Last quarter, Latin America took only two securitizations abroad. Brazil's and Mexico's domestic markets, meanwhile, cemented their reputations as the region's true magnets of activity.

But let's give the cross-border its due. Foreign issuance from the region has always waxed and waned, and there are interesting stories behind and beyond the so-far skimpy numbers.

One is that existing asset deals have eased into their third year of recovery. Both transactions that came out in the first quarter were backed by mortgages, an asset class anathemized during the Argentine defaults of 2002. Su Casita, one of the Mexican originators that will be popping into foreign markets now and then to sate their ravenous appetite for funding, issued a local currency tranche on top of a dollar one.

But the post-Argentina existing asset deals are still in diapers, and as anyone knows, toddlers will stumble and fall. In January, Metrofinanciera bought back what was left of a $210 million deal backed by construction bridge loans, dissatisfied with the amount of excess cash flowing from the structure back to the company.

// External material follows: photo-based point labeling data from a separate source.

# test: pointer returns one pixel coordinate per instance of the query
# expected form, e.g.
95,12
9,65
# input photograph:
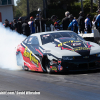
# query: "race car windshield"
47,38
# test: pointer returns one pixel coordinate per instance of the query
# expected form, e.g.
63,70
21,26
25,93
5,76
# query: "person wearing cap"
81,22
97,22
19,25
26,28
73,26
31,25
37,23
65,21
15,25
6,23
57,22
88,25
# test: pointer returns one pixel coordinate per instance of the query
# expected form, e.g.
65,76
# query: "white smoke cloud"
9,40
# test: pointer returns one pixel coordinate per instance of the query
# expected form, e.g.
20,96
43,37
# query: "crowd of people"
82,24
69,22
25,27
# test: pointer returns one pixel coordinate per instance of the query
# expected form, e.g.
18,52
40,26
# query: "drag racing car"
57,51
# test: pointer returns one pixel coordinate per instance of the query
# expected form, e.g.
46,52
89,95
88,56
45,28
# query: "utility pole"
98,4
27,8
44,7
81,5
91,9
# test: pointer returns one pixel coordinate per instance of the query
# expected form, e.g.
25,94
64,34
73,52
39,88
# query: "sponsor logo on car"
54,68
76,44
29,55
80,48
71,41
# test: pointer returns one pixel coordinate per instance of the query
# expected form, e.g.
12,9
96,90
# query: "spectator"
11,25
31,25
88,25
73,26
15,26
26,28
19,25
6,23
97,23
37,23
81,23
57,22
65,21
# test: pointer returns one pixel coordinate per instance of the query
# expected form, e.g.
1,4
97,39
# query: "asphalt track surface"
72,86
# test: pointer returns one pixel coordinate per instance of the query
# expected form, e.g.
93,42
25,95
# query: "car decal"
39,52
35,60
73,45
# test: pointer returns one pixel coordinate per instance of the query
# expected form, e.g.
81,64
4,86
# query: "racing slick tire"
20,61
47,65
48,69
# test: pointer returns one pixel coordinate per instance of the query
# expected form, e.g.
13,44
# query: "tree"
91,6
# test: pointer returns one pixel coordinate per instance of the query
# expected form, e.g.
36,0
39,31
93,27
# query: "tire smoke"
9,40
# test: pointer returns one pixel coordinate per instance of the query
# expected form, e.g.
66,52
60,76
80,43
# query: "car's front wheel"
20,61
48,69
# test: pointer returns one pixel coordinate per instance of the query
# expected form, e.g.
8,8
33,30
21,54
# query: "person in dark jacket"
97,22
73,26
26,28
65,21
88,25
81,23
6,23
15,26
19,25
57,22
11,26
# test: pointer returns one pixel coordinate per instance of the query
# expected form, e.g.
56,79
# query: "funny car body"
57,51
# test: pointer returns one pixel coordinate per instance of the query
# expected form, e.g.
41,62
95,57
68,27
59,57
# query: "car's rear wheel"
47,65
20,61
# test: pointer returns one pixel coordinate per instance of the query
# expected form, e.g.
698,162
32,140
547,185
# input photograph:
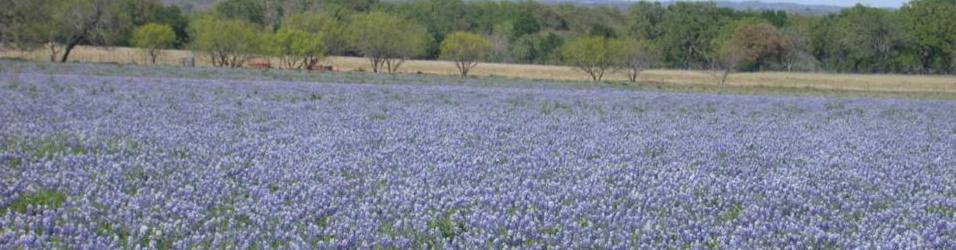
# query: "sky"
872,3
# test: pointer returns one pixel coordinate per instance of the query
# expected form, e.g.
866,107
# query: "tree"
524,23
466,49
933,27
634,56
645,18
333,33
228,43
83,21
297,49
536,48
593,55
22,27
688,32
797,54
749,43
386,40
154,38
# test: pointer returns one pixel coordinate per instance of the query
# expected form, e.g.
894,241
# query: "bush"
154,38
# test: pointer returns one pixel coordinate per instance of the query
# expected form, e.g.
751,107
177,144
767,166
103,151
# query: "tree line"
919,38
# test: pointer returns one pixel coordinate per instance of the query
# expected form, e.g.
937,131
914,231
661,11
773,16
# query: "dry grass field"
852,82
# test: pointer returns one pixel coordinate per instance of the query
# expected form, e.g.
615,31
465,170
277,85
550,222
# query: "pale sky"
871,3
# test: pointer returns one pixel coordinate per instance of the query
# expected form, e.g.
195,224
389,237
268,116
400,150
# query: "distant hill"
191,4
795,8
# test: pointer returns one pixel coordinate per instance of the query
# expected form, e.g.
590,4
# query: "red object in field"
322,68
259,64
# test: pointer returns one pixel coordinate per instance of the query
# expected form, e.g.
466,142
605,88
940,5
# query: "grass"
47,199
671,78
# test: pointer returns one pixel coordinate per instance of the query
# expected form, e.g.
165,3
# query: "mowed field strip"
854,82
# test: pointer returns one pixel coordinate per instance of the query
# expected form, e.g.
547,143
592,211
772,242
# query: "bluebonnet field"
98,156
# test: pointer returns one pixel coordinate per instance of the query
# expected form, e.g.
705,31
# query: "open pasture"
816,81
93,160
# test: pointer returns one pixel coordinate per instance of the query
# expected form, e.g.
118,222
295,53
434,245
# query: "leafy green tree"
68,23
932,24
385,39
633,56
524,23
602,30
142,12
644,19
227,43
862,39
333,33
153,38
748,44
688,31
593,55
536,48
465,49
297,49
21,28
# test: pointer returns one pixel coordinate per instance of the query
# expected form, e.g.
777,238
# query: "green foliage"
750,43
48,199
688,32
466,49
862,39
333,33
593,55
297,49
536,48
633,56
645,19
154,37
227,43
932,25
385,39
142,12
523,24
251,11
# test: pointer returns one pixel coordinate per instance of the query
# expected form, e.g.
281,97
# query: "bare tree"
89,21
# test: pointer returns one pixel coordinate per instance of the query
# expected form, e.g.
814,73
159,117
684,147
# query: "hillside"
747,5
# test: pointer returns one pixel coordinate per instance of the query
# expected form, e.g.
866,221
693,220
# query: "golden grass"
853,82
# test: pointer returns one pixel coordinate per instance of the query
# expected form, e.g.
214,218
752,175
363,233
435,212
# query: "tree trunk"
69,47
723,78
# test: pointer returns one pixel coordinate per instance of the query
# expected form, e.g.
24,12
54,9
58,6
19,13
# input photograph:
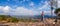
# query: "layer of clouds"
18,11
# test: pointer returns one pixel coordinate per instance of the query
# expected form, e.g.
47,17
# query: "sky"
25,7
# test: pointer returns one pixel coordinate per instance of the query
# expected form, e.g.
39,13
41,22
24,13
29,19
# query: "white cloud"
6,9
18,11
45,6
58,4
31,4
25,11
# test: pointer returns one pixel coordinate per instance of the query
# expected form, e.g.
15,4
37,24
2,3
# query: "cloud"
58,4
45,6
18,11
31,4
25,11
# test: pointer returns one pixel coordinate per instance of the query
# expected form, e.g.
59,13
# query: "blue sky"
24,7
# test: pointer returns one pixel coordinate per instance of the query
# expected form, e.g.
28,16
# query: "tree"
57,12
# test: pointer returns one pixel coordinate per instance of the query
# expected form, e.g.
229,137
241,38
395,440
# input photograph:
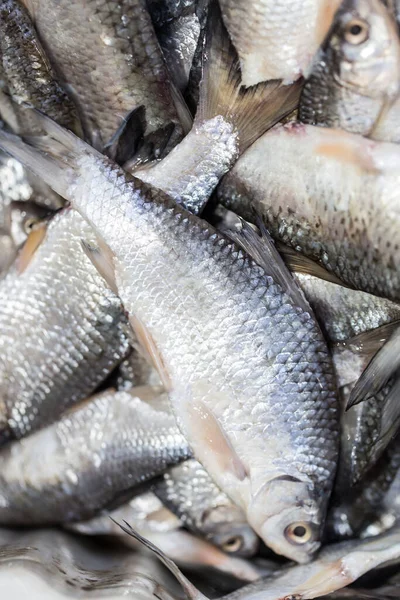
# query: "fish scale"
71,330
188,285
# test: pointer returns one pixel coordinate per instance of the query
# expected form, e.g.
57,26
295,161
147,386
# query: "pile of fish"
200,289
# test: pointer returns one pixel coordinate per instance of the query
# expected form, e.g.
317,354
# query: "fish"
352,513
190,493
56,563
246,366
92,459
337,566
355,82
337,205
111,64
178,40
227,121
62,329
153,520
277,40
28,74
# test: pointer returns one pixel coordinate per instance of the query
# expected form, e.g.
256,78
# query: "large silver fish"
91,459
248,370
277,39
328,194
337,566
356,79
27,71
148,516
109,59
62,330
190,493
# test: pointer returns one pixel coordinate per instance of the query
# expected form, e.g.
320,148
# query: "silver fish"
62,329
148,516
91,459
277,39
54,564
248,370
356,79
28,74
337,566
110,61
328,194
189,492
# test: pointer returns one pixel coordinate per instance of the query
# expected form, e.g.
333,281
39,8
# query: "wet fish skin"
233,385
108,56
350,514
148,516
62,330
257,29
29,76
99,453
343,312
355,76
337,566
189,492
340,176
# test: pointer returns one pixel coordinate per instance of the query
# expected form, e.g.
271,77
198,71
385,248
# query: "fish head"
288,515
226,527
365,48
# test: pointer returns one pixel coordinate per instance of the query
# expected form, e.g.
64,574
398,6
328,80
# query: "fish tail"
53,157
251,110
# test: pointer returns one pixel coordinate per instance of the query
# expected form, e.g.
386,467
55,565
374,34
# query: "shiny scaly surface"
62,330
89,460
190,493
277,39
356,79
247,367
108,57
328,194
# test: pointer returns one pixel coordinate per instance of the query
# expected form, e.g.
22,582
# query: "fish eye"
233,544
356,31
299,533
29,224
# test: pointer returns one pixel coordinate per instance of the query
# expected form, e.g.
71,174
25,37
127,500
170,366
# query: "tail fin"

On the future flow side, there was indeed nothing. And nothing is what we're likely to get from one former font of liquidity: Brazilian exporters. They're not going to bother with a structured finance deal when other forms of funding are so easy to tap and cash flows so generous. If there's anything related to future flows in the cards, it'll come from a smaller country, like one in Central America or Peru.

In step with their exporting brethren, Brazilian banks have recently been enjoying access to financing alternatives that are more economical than securitization. What's different is that they've also been tapping their diversified payment rights, but doing it quietly. The word is that they've been replacing wrapped deals with unwrapped ones.

"What was triple-A pricing a few years ago is now triple-B, so they save the cost of the wrap," one market source says.

Naturally, that's trimmed monoline exposure in Brazil. And with the domestic market not yet up to snuff for most monolines, that exposure isn't heading back up anytime soon.